If confounding variables are chosen in the main `side bar`, those would be added to `model.matrix` as `~0 + disease_region + confounder1 + confounder2)`.

## Creating a DGEList

`edgeR` is used to convert `SpatialExperiment` into `DGEList`, filter and estimate dispersion.

```{r convert}
library(edgeR)
dge <- SE2DGEList(speQ3)
keep <- filterByExpr(dge, design)

dge <- dge[keep, , keep.lib.sizes = FALSE]

dge <- estimateDisp(dge, design = design, robust = TRUE)
```

## Comparison between all biological groups

Recall our "selectedTypes" from above: "DKD_glomerulus", "DKD_tubule", "normal_tubule", "normal_glomerulus".

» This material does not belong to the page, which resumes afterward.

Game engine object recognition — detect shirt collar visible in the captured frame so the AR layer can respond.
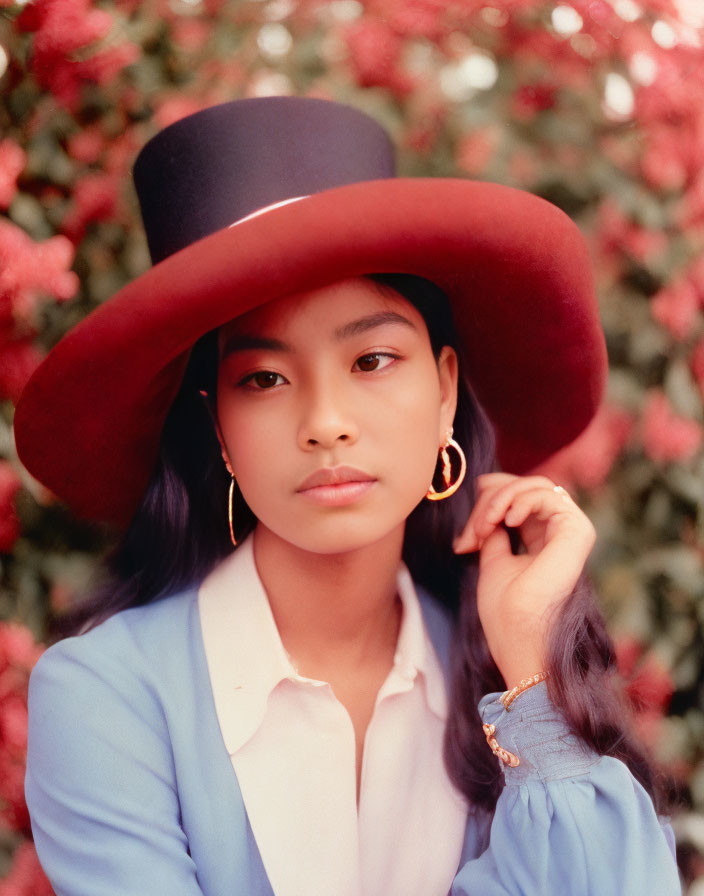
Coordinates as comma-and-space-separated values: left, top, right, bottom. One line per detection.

The following code creates all pairwise comparisons between them.
```{r contast}
# In case there are spaces
selectedTypes_underscore <- gsub(" ", "_", selectedTypes)

comparisons <- list()

comparisons <- lapply(
    seq_len(choose(length(selectedTypes_underscore), 2)),
    function(i) {
        noquote(
            paste0(
                utils::combn(selectedTypes_underscore, 2,
                    simplify = FALSE
                )[[i]][1],
                "-",
                utils::combn(selectedTypes_underscore, 2,
                    simplify = FALSE
                )[[i]][2]
            )
        )
    }
)

con <- makeContrasts(
    # Must use as.character()
    contrasts = as.character(unlist(comparisons)),
    levels = colnames(design)
)

colnames(con) <- sub("-", "_vs_", colnames(con))

con
```

## Fitting a linear regression model with `limma`

The app uses `duplicateCorrelation()` "[s]ince we need to make comparisons both within and between subjects, it is necessary to treat Patient as a random effect" [limma user's guide](https://www.bioconductor.org/packages/devel/bioc/vignettes/limma/inst/doc/usersguide.pdf) [@ritchie_limma_2015]. `limma-voom` method is used as `standR` package recommends [@liu_standr_2023]. 

```{r limma}
library(limma)
block_by <- colData(speQ3)[["SlideName"]]

v <- voom(dge, design)
corfit <- duplicateCorrelation(v, design,
    block = block_by
)

v2 <- voom(dge, design,
    block = block_by,
    correlation = corfit$consensus
)

corfit2 <- duplicateCorrelation(v, design,
    block = block_by
)

fit <- lmFit(v, design,
    block = block_by,
    correlation = corfit2$consensus
)

fit_contrast <- contrasts.fit(fit,
    contrasts = con
)

efit <- eBayes(fit_contrast, robust = TRUE)
```

## Tables of top differentially expressed genes
For each contrast (a column in `con`), the app creates a table of top differentially expressed genes sorted by their adjusted P value.

```{r tables}
# Keep track of how many comparisons there are
numeric_vector <- seq_len(ncol(con))
new_list <- as.list(numeric_vector)

# This adds n+1th index to new_list where n = ncol(con)
# This index contains seq_len(ncol(con)) 
# ex. new_list[[7]] = 1 2 3 4 5 6
# This coefficient allows ANOVA-like comparison in toptable()
if (length(selectedTypes) > 2) {
    new_list[[length(new_list) + 1]] <- numeric_vector
}

topTabDF <- lapply(new_list, function(i) {
    limma::topTable(efit,
        coef = i, number = Inf, p.value = 0.05,
        adjust.method = "BH", lfc = 1
    ) %>%
        tibble::rownames_to_column(var = "Gene")
})

# Adds names to topTabDF
if (length(selectedTypes) > 2) {
    names(topTabDF) <- c(
        colnames(con),
        colnames(con) %>% stringr::str_split(., "_vs_") %>%
            unlist() %>% unique() %>% paste(., collapse = "_vs_")
    )
} else {
    names(topTabDF) <- colnames(con)
}

```

`topTabDF` is now a list of tables where the list index corresponds to that of columns in `con`.

```{r tableExample}
colnames(con)
head(topTabDF[[1]])
```

These tables are then shown to the user in the "Tables" `nav panel`.

## Volcano plot and heatmap

No further *serious* data processing is performed at this point. The numbers in `topTabDF` is now parsed to create volcano plots and heatmaps in their respective `nav panel`s.